We mentioned going to Dublin to view an aircraft which was for sale. Here it is:
It’s a VANS RV6, built from a kit produced in Oregon. Both of my loyal readers may remember my trip to Inverness to view an RV-7 last year, and the subsequent purchase of a preview plans set (see April 2018 – for some reason I can’t embed a link here).
Vans are the most popular kit planes out there, with over 10,000 flying worldwide. G-RVIB was completed in 2002 and since then has flown about 1700hrs, including a monster epic trip to Cape Town. As it was for sale, and the price was right, and we could bypass the build process, we decided to go and have a look.
We took the ferry from Scotland and drove to Weston Airfield on the edge of Dublin. There we met the owner and saw the aircraft in the hangar:
First things first. Do I fit.? Do both of us fit? We went to see a lovely Lancair in the summer and while we did fit in it in terms of legroom, width and so on, we couldn’t get the canopy closed. So we had to let that one go.

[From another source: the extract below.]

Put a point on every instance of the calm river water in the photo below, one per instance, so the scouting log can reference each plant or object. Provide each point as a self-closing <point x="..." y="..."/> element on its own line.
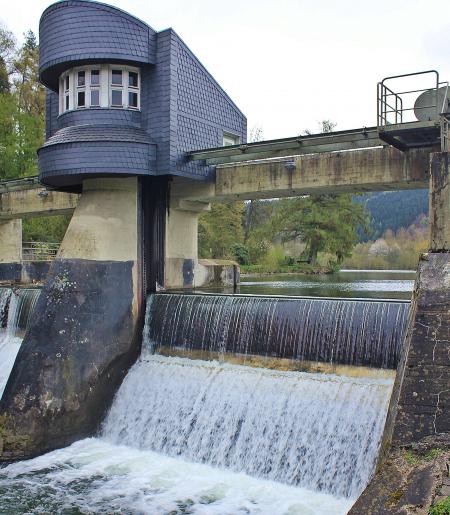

Luckily there was headroom for both of us with headsets, so we got onto the serious stuff. First a good look at the cockpit and instrument panel:
The panel is well equipped, with good avionics (8.33 radio and Mode-S transponder), digital engine monitor, GPS unit feeding info to the autopilot and a tablet running Skydemon. Comfortable side by side seating with loads of legroom. The two red lights on the right are low fuel warnings for the auxiliary tanks installed in the wingtips – these increase capacity from 140 litres to about 210 giving up to 9 hours endurance if flown properly. My bladder would have exploded by then.
Notice the control columns festooned with buttons and switches. This is one half of what the military call HOTAS (Hands On Throttle And Stick) which means every button and switch you may need in flight is at your fingertips. No need to take your hands from the controls. In something meaty like an F/A-18 your fingertips can control talking on the radio, selecting and firing different weapons, operating the radar, changing the cockpit displays, switching from air-to-air mode to air-to-ground mode and many others. In this case there is a push-to-talk for the radio, elevator trim control, aileron trim control, autopilot disconnect, flap control and bomb release. I made the last one up.
Then it was time to inspect the engine…
And a look under the seats at all the stuff under there:
Once we’d looked at all that we could look at it was time to go for a quick flight…
No photos of the flight, I was too busy having fun. Brenda was watching from the restaurant and said the takeoff seemed really quick. The aircraft has a fixed pitch cruise prop so I wasn’t expecting anything sparkling but even so, the ground roll seemed quite short.
What was interesting was the fact that as we accelerated, the prop was getting more and more efficient, and the speed just kept building up. I didn’t notice the speed at which we broke ground, but the sight picture was all wrong as we whipped over the airfield boundary in a gentle climbing turn to the right…I did glance in to check and saw 120 knots on the ASI, that’s 50 knots faster than the Sting would be going at the same point.
Levelling off under the Dublin TMA we continued to accelerate. Peter says the flat out cruise at low level is about 160 knots. Throttling back a little to save fuel can still give a respectable 140 knots – 20 faster than the Sting so good for going places.
Peter loves fuel efficiency. He has found that throttling right back to about 50% gives an indicated airspeed of 125 while flying at 8000 feet and a true airspeed of 135, while getting 5 nautical miles for every litre of fuel burnt. Great for going long distances, although we might have to buy some NASA nappies.
We floated around Ireland for a bit:
After landing I decided that I REALLY like this aircraft, but didn’t want to jump head first into anything. We agreed to meet the next day at the airfield for more discussion. I took the engineering worksheet folder to the hotel for some light reading and found it to be very well organised and neat, a complete record of work done on the aircraft since the beginning…if the paperwork is meticulous it gives an idea of the mentality of the owner and their attitude towards maintenance.
In this case, Peter is an accountant so it may just be “accountant’s neat” – but the aircraft and paperwork together offered a compelling argument.
So, YES, we agreed to buy the RV6. Excited!
The only problem is the registration. Sigurd Martin is Swedish phonetic alphabet for SM, the registration of the Sting. India Bravo translates as Ivar Bertil.
There is no way I’m changing the blog name to Ivar Bertil. No way. Sigurd Martin will just have to stand for something else. Like…Speed Machine?